No Stranger Than Fiction

Ian McEwan’s novella Amsterdam is just too tempting a morsel not to discuss, especially since one of its major protagonists is a composer.

Written By

Colin Holter

Hey, look, I know that reviewing a year-old book isn’t an acceptable way to meet a word count, even on the internet. It’s even less excusable when the book in question was laurelled with a Man Booker prize and lavished with widespread critical and public attention.

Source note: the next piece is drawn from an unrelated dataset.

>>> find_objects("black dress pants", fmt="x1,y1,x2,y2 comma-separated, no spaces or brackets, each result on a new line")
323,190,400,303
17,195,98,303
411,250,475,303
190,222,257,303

But Ian McEwan’s novella Amsterdam is just too tempting a morsel not to discuss, especially since one of its major protagonists is a composer.

McEwan must have sat down with a composer or two before he set pen to paper, because he absolutely nails Clive Linley, the self-styled heir to Ralph Vaughan Williams commissioned in 1998 to write a symphonic work commemorating the new millennium. At times McEwan seems to be paying homage to Doktor Faustus, another famous composer novel, but much of the fun of Amsterdam is in distinguishing the moments when McEwan chooses to indulge in the large-R Romanticism of the tortured, driven artist from the moments when he skewers those tropes mercilessly and his book reads like a parody of Thomas Mann’s.

Linley is a dyed-in-the-wool traditionalist, a “thinking man’s Gorecki” who rails against the radical musical currents of the 20th century. I don’t know how McEwan expected readers to react to this characterization; naturally I developed an immediate antipathy—how could I possibly sympathize with someone who gets hugely lucrative orchestra commissions and cadges melodies from Beethoven? But Linley, of course, is prey to the same unreasonable insecurities and endorphin-fueled ego trips that the rest of us deal with, and McEwan’s real achievement here is capturing these psychological fluctuations so deftly.

At any rate, Amsterdam is a quick and terrifically enjoyable read—dark, often funny, sometimes very moving. If uncomfortably foible-ridden characters in dire interpersonal straits entertain you, McEwan’s fiction is worth checking out; this tale is all the more gripping because it’s about us.